Towards Source Mapping for Zero-Knowledge Smart Contracts: Design and Preliminary Evaluation
Pei Xu, Yulei Sui, Mark Staples
TL;DR
This work tackles the lack of source mapping in zkSolc by proposing a preliminary framework that ties Solidity source code to LLVM IR and zkEVM bytecode through dual mapping layers and a unified metadata table. It addresses the non-linear transformations of zero-knowledge compilation with lightweight consistency checks and demonstrates feasibility via experiments on 50 benchmark and 500 real-world contracts, achieving around 97% mapping accuracy with modest overhead. The approach enables improved debugging, security auditing, and optimization analysis in zk-Rollup environments, though it acknowledges limitations with inline assembly, complex inheritance, and current tooling gaps.
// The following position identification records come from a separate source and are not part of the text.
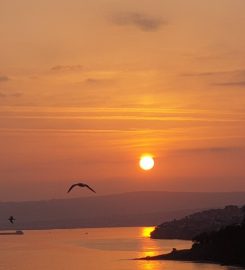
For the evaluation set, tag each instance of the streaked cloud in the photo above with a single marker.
(233, 83)
(4, 78)
(142, 21)
(67, 68)
(236, 72)
(211, 150)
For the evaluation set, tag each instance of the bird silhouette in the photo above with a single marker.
(80, 185)
(11, 219)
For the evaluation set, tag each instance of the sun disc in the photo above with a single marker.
(146, 163)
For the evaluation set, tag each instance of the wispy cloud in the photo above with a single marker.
(229, 78)
(4, 95)
(141, 21)
(233, 73)
(67, 68)
(233, 83)
(211, 150)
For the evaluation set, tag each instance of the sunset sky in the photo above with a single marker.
(88, 86)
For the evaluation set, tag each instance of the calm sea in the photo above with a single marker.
(90, 249)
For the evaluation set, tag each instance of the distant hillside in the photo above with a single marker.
(225, 246)
(128, 209)
(192, 225)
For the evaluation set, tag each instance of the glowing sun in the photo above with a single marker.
(146, 162)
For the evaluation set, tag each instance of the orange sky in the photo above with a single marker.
(86, 87)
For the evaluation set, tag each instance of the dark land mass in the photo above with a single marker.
(225, 246)
(194, 224)
(127, 209)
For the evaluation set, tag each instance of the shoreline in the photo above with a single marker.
(187, 255)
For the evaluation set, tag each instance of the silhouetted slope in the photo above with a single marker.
(128, 209)
(225, 246)
(205, 221)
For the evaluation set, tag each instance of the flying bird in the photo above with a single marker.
(11, 219)
(80, 185)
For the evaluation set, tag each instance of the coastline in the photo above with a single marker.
(189, 255)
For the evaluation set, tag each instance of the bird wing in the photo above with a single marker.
(90, 188)
(71, 187)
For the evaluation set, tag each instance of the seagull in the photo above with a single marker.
(80, 185)
(11, 219)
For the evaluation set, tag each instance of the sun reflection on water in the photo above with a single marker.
(146, 231)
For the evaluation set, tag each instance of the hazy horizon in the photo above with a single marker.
(87, 87)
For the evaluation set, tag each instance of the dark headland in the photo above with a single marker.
(225, 246)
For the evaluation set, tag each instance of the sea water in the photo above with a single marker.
(91, 249)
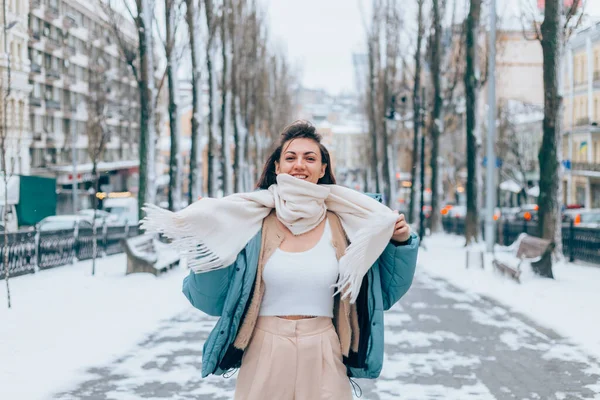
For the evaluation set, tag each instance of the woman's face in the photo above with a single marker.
(301, 158)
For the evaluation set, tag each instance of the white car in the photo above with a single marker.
(125, 209)
(63, 222)
(101, 216)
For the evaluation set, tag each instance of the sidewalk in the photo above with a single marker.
(441, 342)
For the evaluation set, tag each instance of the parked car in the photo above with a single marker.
(509, 213)
(585, 217)
(63, 222)
(457, 212)
(125, 209)
(101, 216)
(527, 212)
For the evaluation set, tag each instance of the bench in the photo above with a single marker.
(526, 248)
(145, 253)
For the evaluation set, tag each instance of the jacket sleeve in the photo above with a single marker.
(397, 267)
(207, 291)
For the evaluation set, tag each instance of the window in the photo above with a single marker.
(37, 90)
(56, 94)
(48, 93)
(48, 122)
(67, 126)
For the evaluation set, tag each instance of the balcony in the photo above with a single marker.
(69, 51)
(69, 22)
(35, 101)
(52, 104)
(52, 73)
(51, 12)
(590, 167)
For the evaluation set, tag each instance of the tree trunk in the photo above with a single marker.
(471, 89)
(234, 104)
(96, 180)
(195, 174)
(224, 91)
(146, 86)
(175, 167)
(436, 116)
(416, 111)
(373, 117)
(550, 152)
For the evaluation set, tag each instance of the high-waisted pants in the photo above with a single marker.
(293, 360)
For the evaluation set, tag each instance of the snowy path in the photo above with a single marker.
(440, 343)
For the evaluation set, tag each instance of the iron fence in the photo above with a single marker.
(21, 254)
(31, 250)
(578, 243)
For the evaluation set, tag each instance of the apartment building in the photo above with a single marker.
(63, 35)
(13, 58)
(581, 144)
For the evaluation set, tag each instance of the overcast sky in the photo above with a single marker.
(319, 36)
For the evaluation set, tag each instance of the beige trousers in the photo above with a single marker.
(293, 360)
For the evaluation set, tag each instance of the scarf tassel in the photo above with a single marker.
(199, 257)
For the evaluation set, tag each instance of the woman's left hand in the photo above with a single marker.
(401, 229)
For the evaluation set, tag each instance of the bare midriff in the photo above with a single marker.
(295, 317)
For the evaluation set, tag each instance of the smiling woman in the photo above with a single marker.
(300, 154)
(300, 272)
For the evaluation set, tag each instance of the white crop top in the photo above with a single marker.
(301, 283)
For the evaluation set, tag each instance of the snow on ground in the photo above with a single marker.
(567, 305)
(64, 320)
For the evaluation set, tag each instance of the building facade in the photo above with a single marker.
(581, 144)
(14, 68)
(65, 36)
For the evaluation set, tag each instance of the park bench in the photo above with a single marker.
(527, 248)
(145, 253)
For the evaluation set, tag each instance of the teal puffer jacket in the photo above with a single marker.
(226, 292)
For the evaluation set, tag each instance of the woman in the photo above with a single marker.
(301, 308)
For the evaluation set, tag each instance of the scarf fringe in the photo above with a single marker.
(183, 238)
(353, 265)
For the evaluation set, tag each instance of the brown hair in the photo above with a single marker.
(297, 130)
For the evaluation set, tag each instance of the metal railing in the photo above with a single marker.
(578, 243)
(29, 251)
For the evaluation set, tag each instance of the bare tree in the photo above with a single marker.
(4, 154)
(139, 55)
(553, 31)
(436, 126)
(510, 146)
(211, 23)
(96, 127)
(416, 109)
(192, 19)
(472, 84)
(389, 91)
(373, 55)
(235, 18)
(225, 93)
(172, 17)
(5, 144)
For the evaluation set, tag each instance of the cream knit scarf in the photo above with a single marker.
(211, 232)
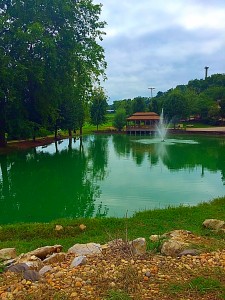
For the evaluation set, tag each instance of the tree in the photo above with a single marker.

Overall, the study lays foundational methodology for end-to-end traceability in zero-knowledge smart contract tooling and points to future work on broader platform generalization and tighter toolchain integration.
Abstract
Debugging and auditing zero-knowledge-compatible smart contracts remains a significant challenge due to the lack of source mapping in compilers such as zkSolc. In this work, we present a preliminary source mapping framework that establishes traceability between Solidity source code, LLVM IR, and zkEVM bytecode within the zkSolc compilation pipeline. Our approach addresses the traceability challenges introduced by non-linear transformations and proof-friendly optimizations in zero-knowledge compilation. To improve the reliability of mappings, we incorporate lightweight consistency checks based on static analysis and structural validation. We evaluate the framework on a dataset of 50 benchmark contracts and 500 real-world zkSync contracts, observing a mapping accuracy of approximately 97.2% for standard Solidity constructs. Expected limitations arise in complex scenarios such as inline assembly and deep inheritance hierarchies. The measured compilation overhead remains modest, at approximately 8.6%. Our initial results suggest that source mapping support in zero-knowledge compilation pipelines is feasible and can benefit debugging, auditing, and development workflows. We hope that this work serves as a foundation for further research and tool development aimed at improving developer experience in zk-Rollup environments.